The next step in GRC is to harmonize and integrate GRC tools. This can be done by streamlining data from different GRC tools into a single system, making it easy for employees to access and use this data.
There are many benefits to harmonizing and integrating GRC tools, including:
- Improved visibility: A single system with a comprehensive view of risks and controls can help organizations improve the visibility of risks and controls and make informed decisions
- Increased efficiency: A single system can streamline efforts so users enter data into one system versus many
- Reduced costs: Harmonizing and integrating GRC tools can help organizations consolidate licenses and support contracts
Here are just a few examples from companies who have partnered with SAI360 and are doing GRC harmonization and integration well:
Example 1: Growing from Compliance to Risk
A large multi-specialty medical group with over 600 care providers was looking for a GRC solution to improve its compliance posture, streamline its processes, and reduce its risk. After evaluating different solutions, the group chose SAI360’s GRC solution and has experienced many benefits, including:
- Improved compliance posture
- Streamlined processes
- Reduced risk
- Increased visibility into risks and controls
- Improved decision-making
Example 2: From Internal Control to Risk Management and Compliance
A global asset management firm that needed a solution to effectively manage internal control selected SAI360 GRC, which helped them implement a risk management and control framework in under four months. Key benefits experienced included:
- Effective global risk management
- Standardized controls
- Comprehensive risk management
Example 3: Streamlining GRC Initiatives
A dental benefits management company wanted to streamline many GRC initiatives, including client and network contracts management, incident response and risk assessments. Implementing SAI360 brought them:
- Improved compliance posture
- Streamlined processes
- Improved visibility
Leveraging SAI360’s GRC Solution
Organizations face risks across various areas. The use of different technologies, taxonomies, frameworks, and processes to manage these risks can lead to confusion among stakeholders. SAI360’s integrated GRC solution addresses these challenges. Our user-friendly interface allows organizations to store, manage, and extract risk data seamlessly and efficiently throughout the entire enterprise.

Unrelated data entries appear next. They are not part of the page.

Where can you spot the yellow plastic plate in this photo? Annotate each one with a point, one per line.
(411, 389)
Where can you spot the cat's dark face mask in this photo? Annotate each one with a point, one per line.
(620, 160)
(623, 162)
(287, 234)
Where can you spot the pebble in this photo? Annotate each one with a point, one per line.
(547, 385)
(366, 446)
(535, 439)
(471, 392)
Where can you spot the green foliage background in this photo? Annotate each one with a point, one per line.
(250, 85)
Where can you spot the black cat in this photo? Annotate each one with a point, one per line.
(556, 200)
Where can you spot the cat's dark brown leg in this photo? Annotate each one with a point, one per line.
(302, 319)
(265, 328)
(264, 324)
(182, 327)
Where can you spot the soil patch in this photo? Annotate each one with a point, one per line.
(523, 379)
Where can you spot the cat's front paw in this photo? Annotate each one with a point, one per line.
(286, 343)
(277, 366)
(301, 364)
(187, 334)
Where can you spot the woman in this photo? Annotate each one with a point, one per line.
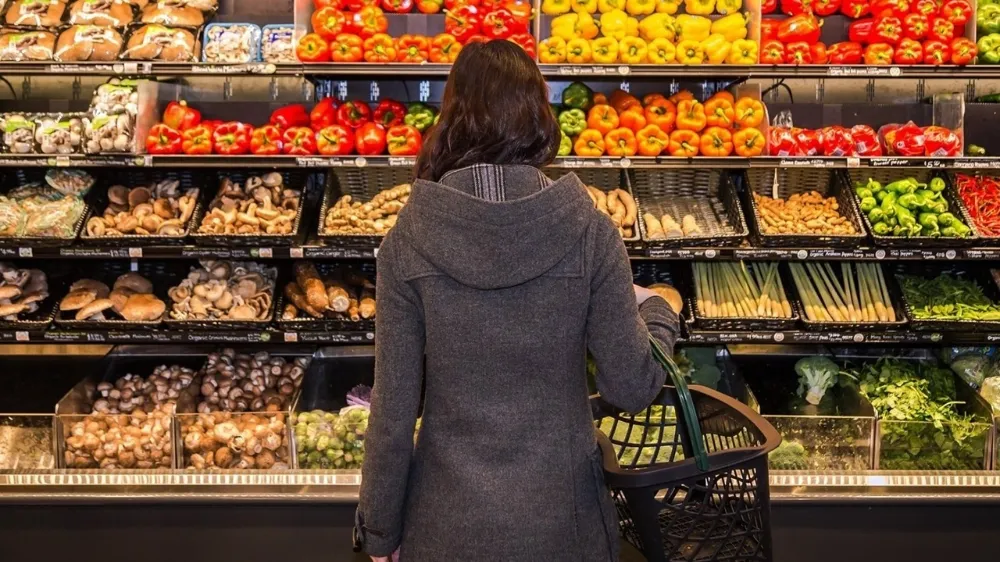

Leveraging SAI360’s platform, organizations can streamline their reporting practices, enhance compliance management, and gain a competitive advantage regarding risk assessments, policy management, compliance monitoring, and reporting.
Our integrated GRC capabilities include:
- Regulatory Compliance Support: Receive extensive support for regulatory compliance, stay up to date with changing regulations, track compliance obligations, and ensure timely adherence to requirements.
- Cybersecurity and Data Privacy: Better address cybersecurity and data privacy concerns; manage and mitigate risks associated with data breaches, privacy regulations, and information security.
- ESG Reporting Capabilities: Track, measure, and report on sustainability and responsible business practices
Overall, SAI360’s GRC solution offers organizations a powerful toolset to streamline reporting practices, enhance compliance management, and gain a competitive advantage.